И опять у Бестужева не возникло ни тени беспокойства. Граф Остерман — Толстой производил впечатление человека прямодушного и независимого, да и слыл таковым. Заподозрить его в желании донести было невозможно.
— Нас пятеро братьев, — откровенно сказал Бестужев, — и четверо были сегодня здесь, — он махнул рукою в сторону площади. — Младшего мы умоляли остаться в стороне от событий — ради матери, — Остерман кивал, необыкновенно ловко одной рукой набивая трубку, — но он молод и рвался отправиться с нами. Я не видал его на площади, но не могу поручиться, что его там не было. Посему, любезнейший Александр Иванович, я поставил себе задачу непременно спастись, ибо о сохранности моих братьев сейчас вестей не имею.
— Вы думаете бежать за границу?
— Да, сударь. Я моряк, хорошо знаю местные берега и не вижу особенного затруднения в том, чтобы добраться по льду до Финляндии.
— Звучит разумно, — пробормотал граф, посасывая трубку, — но у вас будет надобность в средствах. Я могу предложить…

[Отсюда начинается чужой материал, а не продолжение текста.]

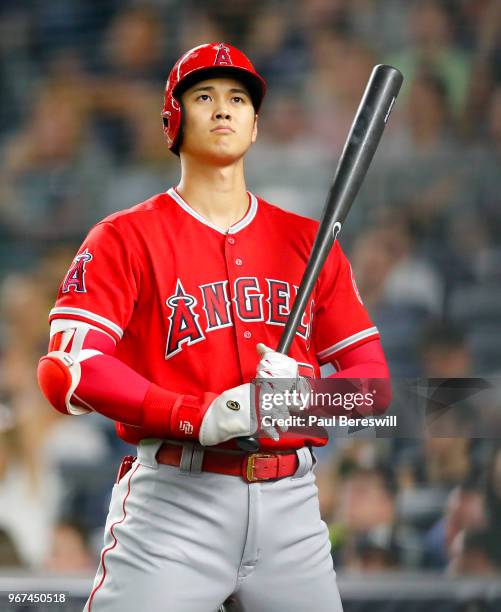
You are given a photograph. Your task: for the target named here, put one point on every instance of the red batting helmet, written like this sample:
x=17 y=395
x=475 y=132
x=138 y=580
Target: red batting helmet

— Боже упаси! — воскликнул Бестужев, — я безмерно ценю ваше благородное предложение, но жалованье мое при мне, и его будет достаточно на первые издержки, к тому же я знаю морское ремесло, у меня хорошие руки, и я имею все возможности к тому, чтобы прокормиться честным трудом.

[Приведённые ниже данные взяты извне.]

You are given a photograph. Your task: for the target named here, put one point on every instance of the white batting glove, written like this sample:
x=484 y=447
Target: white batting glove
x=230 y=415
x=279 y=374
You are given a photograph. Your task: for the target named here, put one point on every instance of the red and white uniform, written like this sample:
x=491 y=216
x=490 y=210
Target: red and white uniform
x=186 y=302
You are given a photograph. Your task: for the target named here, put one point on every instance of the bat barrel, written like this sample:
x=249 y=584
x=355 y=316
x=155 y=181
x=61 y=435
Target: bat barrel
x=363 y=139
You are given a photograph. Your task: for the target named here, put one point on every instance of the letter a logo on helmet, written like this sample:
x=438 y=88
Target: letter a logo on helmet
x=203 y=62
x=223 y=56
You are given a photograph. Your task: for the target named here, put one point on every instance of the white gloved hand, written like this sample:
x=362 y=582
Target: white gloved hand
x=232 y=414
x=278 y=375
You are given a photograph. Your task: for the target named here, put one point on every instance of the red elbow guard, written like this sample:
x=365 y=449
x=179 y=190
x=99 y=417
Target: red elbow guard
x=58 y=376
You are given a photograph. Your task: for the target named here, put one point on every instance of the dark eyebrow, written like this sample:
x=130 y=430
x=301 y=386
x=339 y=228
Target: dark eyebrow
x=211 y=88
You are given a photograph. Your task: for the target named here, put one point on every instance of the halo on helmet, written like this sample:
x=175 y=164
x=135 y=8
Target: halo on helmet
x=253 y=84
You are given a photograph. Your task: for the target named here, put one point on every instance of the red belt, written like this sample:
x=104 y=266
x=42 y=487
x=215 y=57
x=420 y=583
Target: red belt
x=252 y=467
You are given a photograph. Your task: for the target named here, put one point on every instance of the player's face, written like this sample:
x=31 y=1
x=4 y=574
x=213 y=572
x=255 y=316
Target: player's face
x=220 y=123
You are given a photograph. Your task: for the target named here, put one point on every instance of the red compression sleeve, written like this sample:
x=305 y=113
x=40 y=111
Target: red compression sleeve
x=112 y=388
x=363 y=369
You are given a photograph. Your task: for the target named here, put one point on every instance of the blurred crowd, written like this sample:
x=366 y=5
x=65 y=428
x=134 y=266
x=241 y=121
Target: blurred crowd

Граф кивнул, внимательно разглядывая некрасивое, но живое и располагающее к себе своею искренностью лицо Николая Бестужева. У Остермана — Толстого не было законных сыновей, и он никак не мог решить, кому из племянников оставить состояние. Взрослые племянники были оба совершеннейшие олухи и подхалимы — жаль, что ни один из них не был похож на этого молодого человека.

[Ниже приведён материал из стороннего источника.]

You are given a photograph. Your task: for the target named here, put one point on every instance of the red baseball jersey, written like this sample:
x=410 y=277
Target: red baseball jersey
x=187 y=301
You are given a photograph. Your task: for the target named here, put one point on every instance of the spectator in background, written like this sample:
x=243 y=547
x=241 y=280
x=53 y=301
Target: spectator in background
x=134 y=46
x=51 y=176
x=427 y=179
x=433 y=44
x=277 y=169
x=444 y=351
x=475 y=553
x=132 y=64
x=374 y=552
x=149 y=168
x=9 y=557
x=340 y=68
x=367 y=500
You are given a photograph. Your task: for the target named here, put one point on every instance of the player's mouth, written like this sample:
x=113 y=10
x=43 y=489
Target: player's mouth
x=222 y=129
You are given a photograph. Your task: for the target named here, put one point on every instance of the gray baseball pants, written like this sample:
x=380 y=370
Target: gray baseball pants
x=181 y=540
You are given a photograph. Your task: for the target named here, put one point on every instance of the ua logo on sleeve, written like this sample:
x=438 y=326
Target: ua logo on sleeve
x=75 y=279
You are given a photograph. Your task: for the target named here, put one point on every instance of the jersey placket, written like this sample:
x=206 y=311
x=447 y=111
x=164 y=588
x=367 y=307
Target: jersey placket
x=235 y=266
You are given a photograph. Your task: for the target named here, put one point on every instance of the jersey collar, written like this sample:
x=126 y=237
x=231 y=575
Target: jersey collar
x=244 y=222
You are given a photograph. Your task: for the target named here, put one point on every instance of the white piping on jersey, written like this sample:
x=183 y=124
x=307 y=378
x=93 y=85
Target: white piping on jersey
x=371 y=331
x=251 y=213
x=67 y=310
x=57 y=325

Когда карета была готова и граф отправился провожать своего гостя к парадному подъезду особняка, глазам Бестужева предстало на редкость курьезное зрелище. Посреди большой круглой залы находилось изваяние колоссальных размеров. Скульптура представляла собою юношу в тоге, лежащего на огромной мраморной плите. Юноша правой рукою подпирал голову, а левая его рука, отрезанная, лежала рядом. Эта огромная, отдельная от человека каменная рука производила более чем странное впечатление. Бестужев понял, что статуя, призванная увековечить подвиг ее владельца под Кульмом, заказана в качестве надгробного памятника.